L'issue de la course se joue dans les stands. Michael effectue son arrêt au 45e tour, Ralf patiente jusqu'au 51e tour avant de s'arrêter à son tour. Cette stratégie porte ses fruits, et le benjamin ressort en tête et ne lâchera plus sa position. « J'ai essayé de le dépasser plusieurs fois, mais il ne me laissait pas passer. J'ai donc attendu les arrêts aux stands », racontera Ralf, qui s'impose avec plus de 20 secondes d'avance sur Michael.

L'ambiance restera, toutefois, cordiale entre les deux frères. « C'était le meilleur à qui perdre. Je suppose que mes parents seront contents. », confiera Michael, souriant à l'arrivée. C'est ainsi que devant 111 000 spectateurs, les Schumacher ont offert un spectacle inédit avec cette fraternelle qui reste unique dans les annales de la F1.

6. 2007 : Lewis Hamilton signe sa première victoire

Le 10 juin 2007, Lewis Hamilton entre dans l'histoire de la Formule 1. À seulement 22 ans et pour sa sixième course en Grand Prix, le pilote McLaren décroche sa première victoire au Circuit Gilles-Villeneuve.

Le pilote britannique part en pole position, sa première également. Dès le départ, il résiste aux attaques de son coéquipier Fernando Alonso, double champion du monde en quête d'un troisième titre. L'Espagnol commet une erreur au premier virage et se retrouve dans l'herbe, permettant à Nick Heidfeld de prendre la deuxième place.

La course se transforme rapidement en chaos avec quatre interventions de la voiture de sécurité. L'accident spectaculaire de Robert Kubica marque les esprits, le pilote BMW s'écrase violemment dans les barrières, son monocoque volant d'un mur à l'autre. Miraculeusement, le Polonais s'en sort avec une entorse à la cheville.

Malgré les multiples neutralisations, Hamilton gère parfaitement chaque relance. Le jeune Britannique franchit la ligne d'arrivée avec plus de quatre secondes d'avance sur Heidfeld. « J'étais prêt depuis longtemps pour cette victoire, c'était juste une question de où et quand », confiera-t-il après la course, avant de déclarer, ému : « Je dédie cette victoire à mon père, sans lui rien n'aurait été possible. » Cette première victoire lance une carrière qui le mènera vers sept titres mondiaux.

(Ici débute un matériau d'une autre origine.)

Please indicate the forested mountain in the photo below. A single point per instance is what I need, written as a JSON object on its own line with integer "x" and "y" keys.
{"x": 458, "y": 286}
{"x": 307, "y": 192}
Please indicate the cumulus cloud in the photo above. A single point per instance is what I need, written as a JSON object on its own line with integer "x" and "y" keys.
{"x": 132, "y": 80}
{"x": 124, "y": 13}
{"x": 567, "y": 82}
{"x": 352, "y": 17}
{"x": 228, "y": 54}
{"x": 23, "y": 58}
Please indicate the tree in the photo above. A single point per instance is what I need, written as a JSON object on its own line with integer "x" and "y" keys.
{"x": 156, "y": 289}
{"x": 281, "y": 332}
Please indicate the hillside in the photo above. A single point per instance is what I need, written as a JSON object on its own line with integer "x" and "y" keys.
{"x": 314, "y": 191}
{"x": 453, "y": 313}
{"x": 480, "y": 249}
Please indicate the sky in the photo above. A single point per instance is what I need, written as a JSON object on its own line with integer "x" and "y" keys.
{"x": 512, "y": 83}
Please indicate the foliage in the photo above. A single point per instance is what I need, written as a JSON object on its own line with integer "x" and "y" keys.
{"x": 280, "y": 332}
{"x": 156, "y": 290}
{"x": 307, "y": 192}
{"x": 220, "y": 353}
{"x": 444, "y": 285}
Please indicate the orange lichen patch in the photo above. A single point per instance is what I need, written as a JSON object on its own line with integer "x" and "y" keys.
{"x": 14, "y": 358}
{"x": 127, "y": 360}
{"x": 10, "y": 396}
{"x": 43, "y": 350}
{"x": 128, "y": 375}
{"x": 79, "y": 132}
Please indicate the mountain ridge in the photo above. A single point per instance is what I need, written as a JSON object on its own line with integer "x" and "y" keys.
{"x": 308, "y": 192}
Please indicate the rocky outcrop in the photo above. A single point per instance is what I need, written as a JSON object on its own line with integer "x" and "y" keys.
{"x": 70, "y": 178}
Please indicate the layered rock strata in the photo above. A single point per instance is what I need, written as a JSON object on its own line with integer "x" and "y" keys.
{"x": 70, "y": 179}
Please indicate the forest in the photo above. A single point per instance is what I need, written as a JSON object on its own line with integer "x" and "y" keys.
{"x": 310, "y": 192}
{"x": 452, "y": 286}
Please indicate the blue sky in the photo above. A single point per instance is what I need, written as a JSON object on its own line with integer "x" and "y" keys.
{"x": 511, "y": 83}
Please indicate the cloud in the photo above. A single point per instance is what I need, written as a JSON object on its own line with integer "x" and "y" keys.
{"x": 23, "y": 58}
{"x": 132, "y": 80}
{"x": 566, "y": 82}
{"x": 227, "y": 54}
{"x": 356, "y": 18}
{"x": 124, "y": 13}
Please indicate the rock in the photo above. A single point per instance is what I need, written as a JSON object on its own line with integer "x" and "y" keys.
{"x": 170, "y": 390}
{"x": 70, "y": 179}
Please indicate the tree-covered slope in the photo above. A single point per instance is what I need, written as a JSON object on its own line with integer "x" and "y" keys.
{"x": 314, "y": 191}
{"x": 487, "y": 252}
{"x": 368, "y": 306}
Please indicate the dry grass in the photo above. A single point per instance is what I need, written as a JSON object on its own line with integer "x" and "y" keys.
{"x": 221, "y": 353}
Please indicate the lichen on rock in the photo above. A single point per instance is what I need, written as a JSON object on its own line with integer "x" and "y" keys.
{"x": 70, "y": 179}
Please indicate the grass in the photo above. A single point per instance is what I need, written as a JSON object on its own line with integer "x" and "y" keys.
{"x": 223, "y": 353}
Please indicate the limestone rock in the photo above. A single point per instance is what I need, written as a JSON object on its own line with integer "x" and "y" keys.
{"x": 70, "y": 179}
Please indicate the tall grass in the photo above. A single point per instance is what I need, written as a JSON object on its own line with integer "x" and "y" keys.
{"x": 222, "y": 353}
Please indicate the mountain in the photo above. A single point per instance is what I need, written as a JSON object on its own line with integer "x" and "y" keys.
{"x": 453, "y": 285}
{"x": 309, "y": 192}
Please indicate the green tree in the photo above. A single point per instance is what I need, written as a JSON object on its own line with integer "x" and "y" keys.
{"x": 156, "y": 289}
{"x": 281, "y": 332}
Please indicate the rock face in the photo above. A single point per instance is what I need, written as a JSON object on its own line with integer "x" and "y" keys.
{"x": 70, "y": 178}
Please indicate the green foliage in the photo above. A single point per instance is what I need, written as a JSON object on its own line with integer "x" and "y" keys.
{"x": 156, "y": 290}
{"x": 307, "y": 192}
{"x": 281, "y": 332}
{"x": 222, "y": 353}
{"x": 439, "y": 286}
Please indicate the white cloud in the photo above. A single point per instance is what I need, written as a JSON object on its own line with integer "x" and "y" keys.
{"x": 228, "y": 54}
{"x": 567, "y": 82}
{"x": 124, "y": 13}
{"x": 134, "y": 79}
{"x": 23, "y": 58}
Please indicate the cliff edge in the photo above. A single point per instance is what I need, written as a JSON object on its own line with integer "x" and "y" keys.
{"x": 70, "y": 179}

7. 2011 : Jenson Button remonte l'impossible

Le 12 juin 2011 offre l'une des courses les plus folles de l'histoire de la F1. Sous une pluie battante, Jenson Button vit un calvaire : collision avec son coéquipier Lewis Hamilton, crevaison, pénalité de passage par les stands, nouvel accrochage avec Fernando Alonso. À un moment de la course, le Britannique pointe dernier avec six arrêts au compteur.

Pourtant, quand la piste commence à sécher progressivement, Button retrouve un rythme phénoménal. Il remonte méthodiquement le peloton et rattrape Sebastian Vettel dans le dernier tour. Sous pression, l'Allemand rate son freinage au dernier virage. Button le dépasse et s'impose après 4h04'39'' de course, record de durée toujours d'actualité. « J'ai mené pendant un demi-tour. Incroyable. », résumera-t-il à l'issue de la course.

Ce week-end, le Circuit Gilles-Villeneuve accueillera de nouveaux prétendants à la victoire. Entre les pièges du "Mur des Champions" et les retournements de situation qui ont fait la légende de cette course, une nouvelle page d'histoire pourrait bien s'écrire. Et à Montréal, il faut toujours s'attendre à des surprises.